Re: Need advice on what to do TW: possible child abuse

(Anonymous) 2015-08-17 11:42 pm (UTC)(link)
First, honestly I think you did the right thing by leaving. If there's abuse going on and the abuser(s) saw you talking to him, the already bad situation could have escalated, with either him getting hurt for being so obvious, or you getting hurt for knowing something you weren't supposed to.

That being said, I would definitely call child protective services.

Re: Need advice on what to do TW: possible child abuse

(Anonymous) 2015-08-17 11:43 pm (UTC)(link)
Well, he may have been crying because his mother said he couldn't have a cookie before bed, you know? And yes, it couldve sounded like you describe, but kids do that sometimes, they have tantrums in which they scream bloody murder and it sounds godawful! I don't think it's ridiculous for you to be concerned about a kid, but don't get worked up about it too much, I think chances are he was just tired and having a tantrum.

Re: Need advice on what to do TW: possible child abuse

(Anonymous) 2015-08-17 11:47 pm (UTC)(link)
SA

I missed the part about the kid being outside...yeah that is weird, but again I am inclined to believe there are other explanations besides the kid is being abuses. However, if you think you should call CPS then go with that. You have a better sense of what you saw than I do.
philstar22: (Default)

Re: Need advice on what to do TW: possible child abuse

[personal profile] philstar22 2015-08-17 11:55 pm (UTC)(link)
I'd say personally I'd always air on the side of calling. CPS can sort it out, and if there is nothing then nothing bad will happen. There is enough here, I think, to warrant calling.
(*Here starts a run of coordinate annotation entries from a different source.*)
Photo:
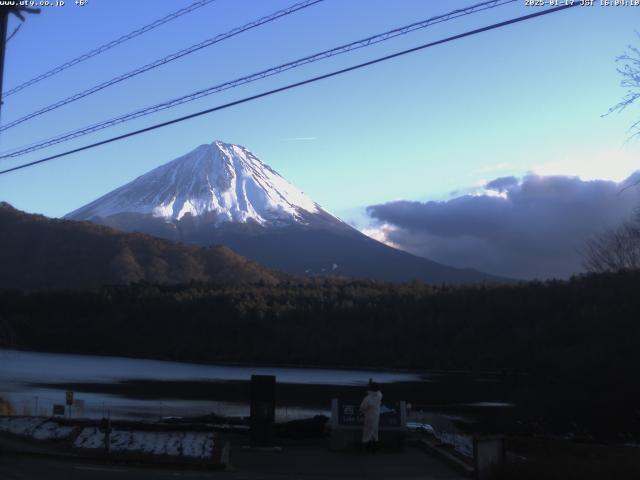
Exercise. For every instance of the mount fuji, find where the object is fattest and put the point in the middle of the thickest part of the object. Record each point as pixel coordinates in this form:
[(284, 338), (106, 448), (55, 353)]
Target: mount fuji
[(223, 194)]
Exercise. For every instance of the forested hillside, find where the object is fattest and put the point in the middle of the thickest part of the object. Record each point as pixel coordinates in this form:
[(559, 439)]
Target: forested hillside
[(576, 341), (39, 252)]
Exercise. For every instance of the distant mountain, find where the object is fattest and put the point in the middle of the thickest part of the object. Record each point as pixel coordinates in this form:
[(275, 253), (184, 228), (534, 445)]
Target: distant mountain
[(223, 194), (38, 252)]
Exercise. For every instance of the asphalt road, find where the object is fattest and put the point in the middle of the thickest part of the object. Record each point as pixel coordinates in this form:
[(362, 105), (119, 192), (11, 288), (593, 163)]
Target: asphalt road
[(294, 463)]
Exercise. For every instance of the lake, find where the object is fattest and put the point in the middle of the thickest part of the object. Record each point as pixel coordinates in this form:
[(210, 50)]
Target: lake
[(138, 388)]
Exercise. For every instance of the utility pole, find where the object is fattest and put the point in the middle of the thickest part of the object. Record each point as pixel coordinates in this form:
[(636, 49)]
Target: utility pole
[(4, 22)]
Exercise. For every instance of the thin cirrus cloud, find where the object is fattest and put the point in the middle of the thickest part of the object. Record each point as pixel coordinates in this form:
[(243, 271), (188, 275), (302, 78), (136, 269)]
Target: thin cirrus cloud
[(530, 227)]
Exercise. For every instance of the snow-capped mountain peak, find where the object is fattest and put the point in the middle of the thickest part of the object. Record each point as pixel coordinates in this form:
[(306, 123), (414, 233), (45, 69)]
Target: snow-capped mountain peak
[(222, 179)]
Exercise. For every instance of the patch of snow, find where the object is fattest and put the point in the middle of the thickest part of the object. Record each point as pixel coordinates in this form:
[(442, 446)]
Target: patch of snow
[(20, 425), (175, 444), (90, 437), (462, 444), (51, 431)]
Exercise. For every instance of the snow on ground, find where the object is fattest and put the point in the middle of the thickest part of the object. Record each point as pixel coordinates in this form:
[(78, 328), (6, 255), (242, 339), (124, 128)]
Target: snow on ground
[(90, 437), (462, 444), (36, 427), (175, 444)]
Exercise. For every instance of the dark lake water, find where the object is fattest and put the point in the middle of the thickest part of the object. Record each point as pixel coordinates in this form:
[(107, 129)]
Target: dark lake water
[(137, 388)]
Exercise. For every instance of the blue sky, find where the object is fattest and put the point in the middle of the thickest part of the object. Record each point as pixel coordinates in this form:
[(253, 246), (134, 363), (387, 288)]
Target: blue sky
[(528, 97)]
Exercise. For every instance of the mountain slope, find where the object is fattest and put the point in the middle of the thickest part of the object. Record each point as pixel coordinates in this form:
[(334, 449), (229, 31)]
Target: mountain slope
[(38, 252), (223, 194)]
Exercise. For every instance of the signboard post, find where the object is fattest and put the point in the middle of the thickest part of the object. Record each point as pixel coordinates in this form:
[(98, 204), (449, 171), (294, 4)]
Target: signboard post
[(58, 410), (347, 423), (263, 408), (69, 401)]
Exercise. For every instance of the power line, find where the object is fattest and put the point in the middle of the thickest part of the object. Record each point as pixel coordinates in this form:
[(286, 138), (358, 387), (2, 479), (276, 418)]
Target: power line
[(372, 40), (162, 61), (109, 45), (293, 85)]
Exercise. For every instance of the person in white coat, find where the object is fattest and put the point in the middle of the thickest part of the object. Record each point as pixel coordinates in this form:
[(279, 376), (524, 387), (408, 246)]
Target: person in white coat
[(370, 408)]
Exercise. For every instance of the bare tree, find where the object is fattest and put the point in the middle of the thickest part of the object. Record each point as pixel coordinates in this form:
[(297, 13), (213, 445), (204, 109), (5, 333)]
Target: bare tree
[(629, 68), (615, 250)]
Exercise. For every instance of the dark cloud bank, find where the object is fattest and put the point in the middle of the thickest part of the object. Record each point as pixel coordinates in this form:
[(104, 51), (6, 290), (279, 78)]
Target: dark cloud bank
[(536, 228)]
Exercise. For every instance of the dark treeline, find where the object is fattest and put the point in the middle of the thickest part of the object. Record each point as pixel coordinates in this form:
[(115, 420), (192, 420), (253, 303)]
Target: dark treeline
[(577, 341)]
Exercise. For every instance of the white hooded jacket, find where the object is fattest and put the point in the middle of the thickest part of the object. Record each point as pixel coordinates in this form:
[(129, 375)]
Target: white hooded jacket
[(370, 407)]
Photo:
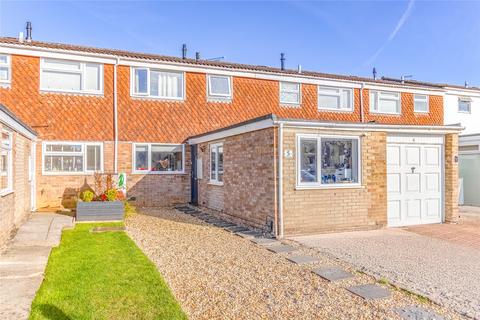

Re: Need advice on what to do TW: possible child abuse

(Anonymous) 2015-08-17 11:58 pm (UTC)(link)
If you see him again, how about asking him if he's okay? Say that you regret not stopping the last time. If his answer suggest child abuse, make an alarm call. If not, why don't you make a new friend in your neighborhood; one you at least can smile, wave and say hello to as you pass?

Also, how about training on smiling and saying hello to your neighbors generally? It might help you with your own insecurities. Besides, it's nice.
belladonna_took: richard armitage (Default)

Re: Need advice on what to do TW: possible child abuse

[personal profile] belladonna_took 2015-08-18 01:39 am (UTC)(link)
Report it. Hopefully they'll send someone out to check up on the family. If you see anything that makes you think the kid is in immediate danger, call the cops.

Do not get personally involved. People who will hurt or terrorise their own kids probably won't hesitate to hurt a nosy stranger. Don't lurk around the house. Don't look through windows. Don't talk to the kid.

Even the suggestion of someone sticking their nose where it doesn't belong could be enough to set them off. If they don't hurt you, they may punish the kid for attracting too much attention.

The system is far from perfect, but the people in it have the training and authority to handle whatever comes up. If they cause an upset, they can remove the kid from that situation. You can't.

I can't actually explain in words how terrifying it is when someone well-meaning would start asking questions and I knew no matter how I answered them or how well I behaved or how quiet I was, I was going to be punished. Please do not put a kid through that.